Right now with the Blue Jays winning and the Charlottetown Royals returning home this week with the province’s first medal at the nationals since 1977, it’s a good time for baseball on the Island.
“It was pretty cool to see that,” said Barlow after PEI knocked off Manitoba 7-5 in Vaughan, Ont., to claim bronze on the strength of Connor McGregor’s two-out, two-run double.

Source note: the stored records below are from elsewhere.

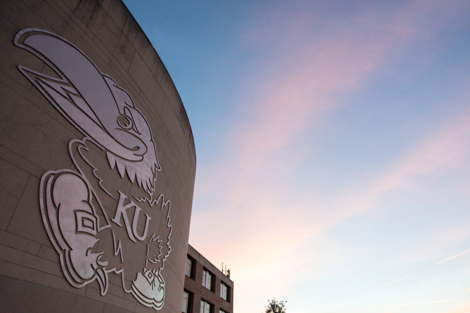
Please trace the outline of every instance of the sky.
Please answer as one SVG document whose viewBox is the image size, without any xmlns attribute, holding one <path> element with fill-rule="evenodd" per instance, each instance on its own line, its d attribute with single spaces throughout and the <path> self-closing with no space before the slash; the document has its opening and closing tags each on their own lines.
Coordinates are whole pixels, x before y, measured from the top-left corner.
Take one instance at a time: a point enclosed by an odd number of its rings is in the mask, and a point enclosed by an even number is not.
<svg viewBox="0 0 470 313">
<path fill-rule="evenodd" d="M 470 2 L 124 2 L 188 113 L 189 244 L 234 312 L 470 312 Z"/>
</svg>

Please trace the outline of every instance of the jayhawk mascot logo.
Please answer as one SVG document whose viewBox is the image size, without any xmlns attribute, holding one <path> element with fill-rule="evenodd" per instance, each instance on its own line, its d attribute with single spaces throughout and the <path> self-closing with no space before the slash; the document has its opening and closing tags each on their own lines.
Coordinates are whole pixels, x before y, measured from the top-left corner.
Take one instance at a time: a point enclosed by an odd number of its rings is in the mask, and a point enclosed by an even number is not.
<svg viewBox="0 0 470 313">
<path fill-rule="evenodd" d="M 125 90 L 64 38 L 27 29 L 14 43 L 48 67 L 18 68 L 83 136 L 69 143 L 70 168 L 47 171 L 39 187 L 64 275 L 77 288 L 96 280 L 102 295 L 109 275 L 120 275 L 125 292 L 161 309 L 170 203 L 156 193 L 161 167 L 147 120 Z"/>
</svg>

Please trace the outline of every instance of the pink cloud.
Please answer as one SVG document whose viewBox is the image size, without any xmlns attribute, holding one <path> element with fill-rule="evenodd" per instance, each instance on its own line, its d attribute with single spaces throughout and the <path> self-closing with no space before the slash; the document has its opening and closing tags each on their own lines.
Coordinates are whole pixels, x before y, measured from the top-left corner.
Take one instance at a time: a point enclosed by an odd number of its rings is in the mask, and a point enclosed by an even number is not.
<svg viewBox="0 0 470 313">
<path fill-rule="evenodd" d="M 436 131 L 372 181 L 359 182 L 328 203 L 292 194 L 283 179 L 291 165 L 280 157 L 296 136 L 337 108 L 336 96 L 361 88 L 390 58 L 429 35 L 427 30 L 451 20 L 461 3 L 453 7 L 416 1 L 387 14 L 365 10 L 343 21 L 347 27 L 332 29 L 323 38 L 309 37 L 311 25 L 305 21 L 278 25 L 288 29 L 283 33 L 290 35 L 281 41 L 291 49 L 275 51 L 270 60 L 273 69 L 252 77 L 259 89 L 247 94 L 246 107 L 240 107 L 246 119 L 234 126 L 220 160 L 212 168 L 198 169 L 195 193 L 212 202 L 204 207 L 198 204 L 200 209 L 193 211 L 190 243 L 216 265 L 223 261 L 233 269 L 240 290 L 236 301 L 249 302 L 243 286 L 258 284 L 253 282 L 257 278 L 264 283 L 285 282 L 288 277 L 270 273 L 284 268 L 286 260 L 291 267 L 301 263 L 299 258 L 306 255 L 293 252 L 342 220 L 370 209 L 384 193 L 409 186 L 417 176 L 438 175 L 462 164 L 468 153 L 468 116 Z M 279 43 L 281 39 L 266 31 L 251 33 Z M 309 40 L 299 42 L 299 38 Z"/>
</svg>

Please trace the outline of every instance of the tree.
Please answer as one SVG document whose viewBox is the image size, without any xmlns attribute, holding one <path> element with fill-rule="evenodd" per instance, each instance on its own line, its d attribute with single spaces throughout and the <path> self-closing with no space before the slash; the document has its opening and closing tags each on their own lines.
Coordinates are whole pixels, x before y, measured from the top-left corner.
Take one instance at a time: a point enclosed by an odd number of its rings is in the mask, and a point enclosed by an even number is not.
<svg viewBox="0 0 470 313">
<path fill-rule="evenodd" d="M 274 298 L 273 300 L 267 300 L 266 313 L 286 313 L 285 303 L 287 301 L 278 301 Z"/>
</svg>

His own trips to the nationals didn’t go as well:
_ In Saskatoon, PEI went 2-4 beating Nova Scotia and Newfoundland by identical 10-0 scores and losing one-run games to New Brunswick (3-2) and Manitoba (8-7). He hit .316 with a pair of RBIs and was 1-0 with an 0.70 ERA walking two and fanning five in 10 innings. One of his best outings doesn’t show in the books. He pitched three scoreless and PEI was beating New Brunswick when lightening struck and the game was cancelled. When the game was replayed PEI lost ... “kind of like a heart break,” Barlow said.
_ In Coaticook, PEI went 3-3 knocking off Saskatchewan 8-4, Newfoundland 2-1 and Nova Scotia 5-2. Once again they were close losing two one-run games to Ontario (2-1) and New Brunswick (4-3). He batted .333 with three RBIs and on the mound was 0-1 with a 4.20 ERA walking four and fanning six in 6 2/3 innings.
Barlow began playing as a four-year-old, received the grandpa glove at age nine and won the Eastern Canadian peewee title in 2010 as the host team.
“We played Halifax and they’d beaten us pretty good the first two times we played them, pounded us by about 10 runs or so,” Barlow said. “We weren’t expecting much.”
Yet, the host Summerside team scored a 10-6 win and Barlow was at shortstop with 12 assists and four put outs, two hits to knock in a pair of runs and then finished up the final two innings on the mound.
Barlow is the son of Shelia and Gary Barlow. Mom works for Fitzgerald & Snow Ltd. construction in Summerside, while pop works at a waste water treatment facility.
We’d be remiss if we did not mention the names of Summerside all-stars a cross section of local players, World War II veterans and Air Force players from the nearby RCAF Station. A total of 28 players played on those two teams, which were selected from the Summerside Town League. For they along with Landry and Curran are part of the legends who made Legends Field
1947 – Gerard Bernard, Charlie Deighan, Henry Landry, Bob Schurman, Russ Phaneuf, Syl Bernard, Les Gaudet, Bill Allen, Jim Grady, Cecil Powell, Don Carson, Pete Mikus, Henry P. Gallant, Gill Williams, Urban Morrison, Wally Brawley, Dutch Underwood, David Silliphant (bat boy), Don Stewart (coach) and Herb Schurman (manager/president).
1948 – Gerard Bernard, Charlie Deighan, Henry Landry, Bob Schurman, Russ Phaneuf, Syl Bernard, Les Gaudet, Bill Allen, Jim Grady, Cecil Powell, Don Carson, Pete Mikus, Henry P. Gallant, Gill Williams, Dr. Bill MacMurdo, Ray Arsenault, Gordon MacKay, Frank Oatway, Roy Daley, Dee Lefurgey (bat boy), John W. McNeill (secretary/treasurer), Charlie Hogan (coach) and Herb Schurman (manager/president).